Здесь Кимоно Петрович чтение оборвал. Над ним сгустился вдруг призрак близкого наказания.
«Да, всё в нашей жизни зыбко, — бежало ему в голову. — И снайперы, и кухарки у нас скоротечны. Ворошиловские — куда уж лучше стрелки! — стали мишенями, а Лаврентий пристукнут, как одичалый пёс. А где Булга-недолга — Николай-Негодник? Где Маоленков? Все вычеркнуты, все оплёваны. О людях попроще и говорить не приходится: нынче любимец, завтра проходимец. А почему? Почему!? — горячил себе мозг Кимоно Петрович. — Неужто без наказания остаются лишь те, чья жизнь сама по себе уже наказание? Но кто тогда у нас счастлив, и зачем этот добровольный ад в порядке живой очереди!?…».
Вот на какие окольные мысли навело Кимоно Петровича чтение, из чего можно заключить, что книги вредны не тем, что в них написано, а тем, что после них думается.
Глава XVI
Думание — процесс неизученный, а мнительность вообще бесконтрольна. Перелистав «Алису в Стране Советов», доктор Безухов сказал: «Нет уж, нет уж!» — в смысле: «Проспекты-улицы без моего имени обойдутся!», набрал 09 и нехорошим голосом испросил:
— Голубушка, как позвонить в комитет?
В Москве несчётное количество комитетов. Но нехорошим голосом спрашивают лишь про один. И телефонистка без уточнения, без заминки Кимоно Петровичу нужный нумер дала.
— Прекрасно! — сказал вместо спасибо Безухов, однако палитра прекрасного тут же помнилась ему слишком богатой оттенками, и он спросил себя: — А не проще ли сжечь? Сбрызнуть бензинчиком — и концы в воду…
«Куда как лучше! — поправил его иронично внутренний голос. — Ты что, на улице эту листовку нашёл?.. Вспомни чернильного! Разве без грима такими лица бывают?!».
Двое суток он неприкаянно мыкался. А в момент, когда вдруг пришло облегчение и голова прояснилась, он сказал себе «Нет, не бывают», набрал нумер и приятным, ищущим голосом проворковал:
— Справочная?
— Справочная слушает, — подтвердила справочная.

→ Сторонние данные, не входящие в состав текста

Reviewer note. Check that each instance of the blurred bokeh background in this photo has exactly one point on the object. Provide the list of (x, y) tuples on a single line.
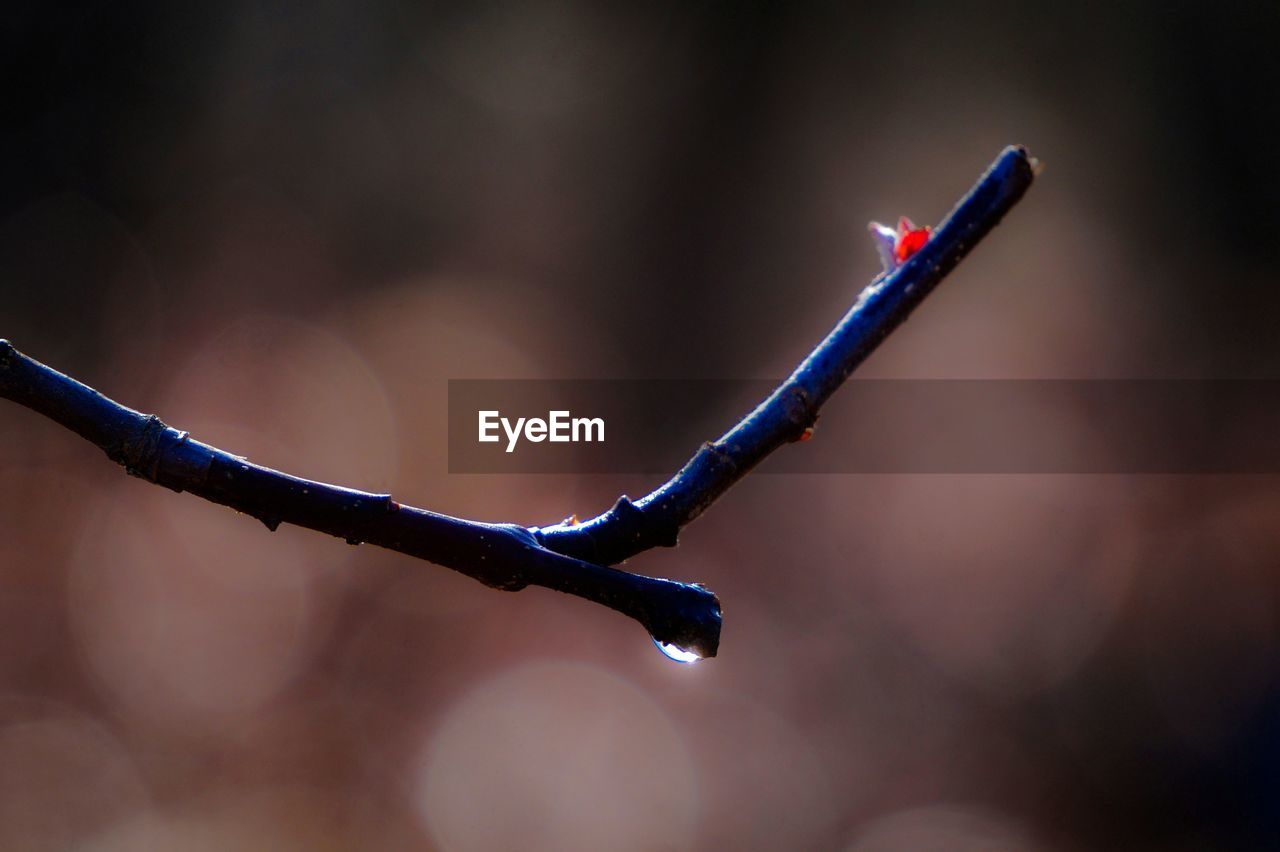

— С вами говорит доктор биологических наук Безухов.
— С улицы?
— Но почему же!? Из дома.
— Внимательно слушаем вас, товарищ, — щёлкнуло что-то в проводке.
— Кхм, я, право, затрудняюсь, но не подскажете, кто у вас, как бы выразиться, ну, курирует литературу?
— Литературу у нас никто не курирует. Ваш телефон, товарищ?
Кимоно Петровичу захотелось дать отбой. Но отступать было поздно, да и глупенько. И он свой номер назвал.
— Ждите! — приказала справочная. — С вами свяжутся.
Минуты через две, не более, раздался звонок, и несколько грубоватый, подделанный под участливый голос без «здравствуйте» произнес:
— Доктор Безухов? У вас какое-то затруднение с литературой? Я — Кожин-Морозов. Так что у вас там?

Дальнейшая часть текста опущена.